A brief history of the solar diameter measurements: a critical quality assessment of the existing data

TL;DR

This paper reviews the historical and modern methods of measuring the solar diameter, critically assesses existing data quality, and discusses the implications of wavelength dependence and subsurface dynamics on solar measurements.

Contribution

It provides a comprehensive critical assessment of historical and current solar diameter data, highlighting the importance of wavelength and subsurface features for accurate measurements.

Findings

Historical measurements evolved from geometric to space-based methods.

Wavelength significantly influences the measured solar diameter.

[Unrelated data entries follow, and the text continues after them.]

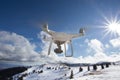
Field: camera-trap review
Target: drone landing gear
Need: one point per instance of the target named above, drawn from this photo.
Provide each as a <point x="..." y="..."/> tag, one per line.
<point x="58" y="50"/>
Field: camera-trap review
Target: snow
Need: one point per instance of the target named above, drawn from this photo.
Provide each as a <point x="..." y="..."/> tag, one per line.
<point x="62" y="72"/>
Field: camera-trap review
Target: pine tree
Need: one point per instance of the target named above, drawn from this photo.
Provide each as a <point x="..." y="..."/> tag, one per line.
<point x="95" y="67"/>
<point x="71" y="75"/>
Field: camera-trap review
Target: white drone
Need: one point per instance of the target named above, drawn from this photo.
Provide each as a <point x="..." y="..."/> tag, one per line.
<point x="60" y="38"/>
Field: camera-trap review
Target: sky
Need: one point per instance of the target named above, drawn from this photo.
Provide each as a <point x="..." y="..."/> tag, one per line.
<point x="20" y="22"/>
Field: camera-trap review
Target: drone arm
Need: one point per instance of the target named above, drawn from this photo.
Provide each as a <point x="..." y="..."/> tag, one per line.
<point x="77" y="35"/>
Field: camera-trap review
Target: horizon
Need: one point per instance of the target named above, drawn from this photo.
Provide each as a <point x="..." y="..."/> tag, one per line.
<point x="20" y="33"/>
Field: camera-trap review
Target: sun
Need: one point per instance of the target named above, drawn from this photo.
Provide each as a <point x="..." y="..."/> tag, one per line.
<point x="112" y="27"/>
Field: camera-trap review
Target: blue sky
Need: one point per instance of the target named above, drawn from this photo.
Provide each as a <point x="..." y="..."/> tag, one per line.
<point x="24" y="17"/>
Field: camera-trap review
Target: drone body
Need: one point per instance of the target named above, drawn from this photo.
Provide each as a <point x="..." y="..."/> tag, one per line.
<point x="60" y="38"/>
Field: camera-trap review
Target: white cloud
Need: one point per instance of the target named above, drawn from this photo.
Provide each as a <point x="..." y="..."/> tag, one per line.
<point x="115" y="42"/>
<point x="16" y="47"/>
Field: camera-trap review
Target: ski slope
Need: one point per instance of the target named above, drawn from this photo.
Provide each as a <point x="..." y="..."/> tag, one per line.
<point x="63" y="72"/>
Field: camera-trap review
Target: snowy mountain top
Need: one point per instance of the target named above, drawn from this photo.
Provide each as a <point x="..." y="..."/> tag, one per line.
<point x="63" y="72"/>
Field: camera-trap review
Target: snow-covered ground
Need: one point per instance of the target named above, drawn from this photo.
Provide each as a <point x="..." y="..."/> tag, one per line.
<point x="63" y="72"/>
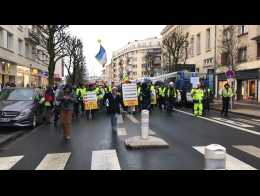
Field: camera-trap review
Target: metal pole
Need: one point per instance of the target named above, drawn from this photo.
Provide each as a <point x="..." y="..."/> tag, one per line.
<point x="145" y="124"/>
<point x="215" y="62"/>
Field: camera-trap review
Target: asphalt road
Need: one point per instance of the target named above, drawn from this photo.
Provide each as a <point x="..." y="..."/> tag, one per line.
<point x="94" y="146"/>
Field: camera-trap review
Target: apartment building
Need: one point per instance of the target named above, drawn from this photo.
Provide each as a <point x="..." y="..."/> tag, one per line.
<point x="130" y="59"/>
<point x="18" y="57"/>
<point x="205" y="52"/>
<point x="107" y="74"/>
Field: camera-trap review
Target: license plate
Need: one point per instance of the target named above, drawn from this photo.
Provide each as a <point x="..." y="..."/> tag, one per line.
<point x="4" y="119"/>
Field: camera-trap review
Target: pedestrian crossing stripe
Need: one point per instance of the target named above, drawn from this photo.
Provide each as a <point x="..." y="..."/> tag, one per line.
<point x="121" y="131"/>
<point x="234" y="123"/>
<point x="222" y="123"/>
<point x="133" y="119"/>
<point x="56" y="161"/>
<point x="120" y="119"/>
<point x="7" y="163"/>
<point x="257" y="120"/>
<point x="232" y="163"/>
<point x="252" y="150"/>
<point x="105" y="160"/>
<point x="247" y="121"/>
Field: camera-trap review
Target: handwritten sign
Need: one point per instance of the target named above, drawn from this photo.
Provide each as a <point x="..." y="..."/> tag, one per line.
<point x="130" y="94"/>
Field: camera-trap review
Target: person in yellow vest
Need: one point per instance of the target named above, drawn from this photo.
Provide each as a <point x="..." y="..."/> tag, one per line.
<point x="226" y="94"/>
<point x="153" y="96"/>
<point x="197" y="96"/>
<point x="91" y="88"/>
<point x="161" y="98"/>
<point x="80" y="93"/>
<point x="171" y="96"/>
<point x="139" y="96"/>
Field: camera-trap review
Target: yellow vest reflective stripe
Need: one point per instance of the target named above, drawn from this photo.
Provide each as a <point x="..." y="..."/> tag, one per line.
<point x="227" y="93"/>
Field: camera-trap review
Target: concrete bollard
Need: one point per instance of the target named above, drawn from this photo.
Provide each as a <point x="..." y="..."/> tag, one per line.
<point x="145" y="124"/>
<point x="215" y="157"/>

Recent studies link solar diameter variations to subsurface dynamics.

Abstract

The size of the diameter of the Sun has been debated for a very long time. First tackled by the Greek astronomers from a geometric point of view, an estimate, although incorrect, has been determined, not truly called into question for several centuries. The French school of astronomy, under the impetus of Mouton and Picard in the XVIIth century can be considered as a pioneer in this issue. It was followed by the German school at the end of the XIXth century whose works led to a canonical value established at 959".63 (second of arc). A number of ground-based observations has been made in the second half of the XIXth century leading to controversial results mainly due to the difficulty to disentangle between the solar and atmospheric effects. Dedicated space measurements yield to a very faint dependence of the solar diameter with time. New studies over the entire radiation spectrum lead to a clear relationship between the solar diameter and the wavelength, reflecting the height at which the lines are formed. Thus the absolute value of the solar diameter, which is a reference for many astrophysical applications, must be stated according to the wavelength. Furthermore, notable features of the Near Sub-Surface Layer (NSSL), called the leptocline, can be established in relation to the solar limb variations, mainly through the shape asphericities coefficients. The exact relationship has not been established yet, but recent studies encourage further in-depth investigations of the solar subsurface dynamics, both observationally and by numerical MHD simulations.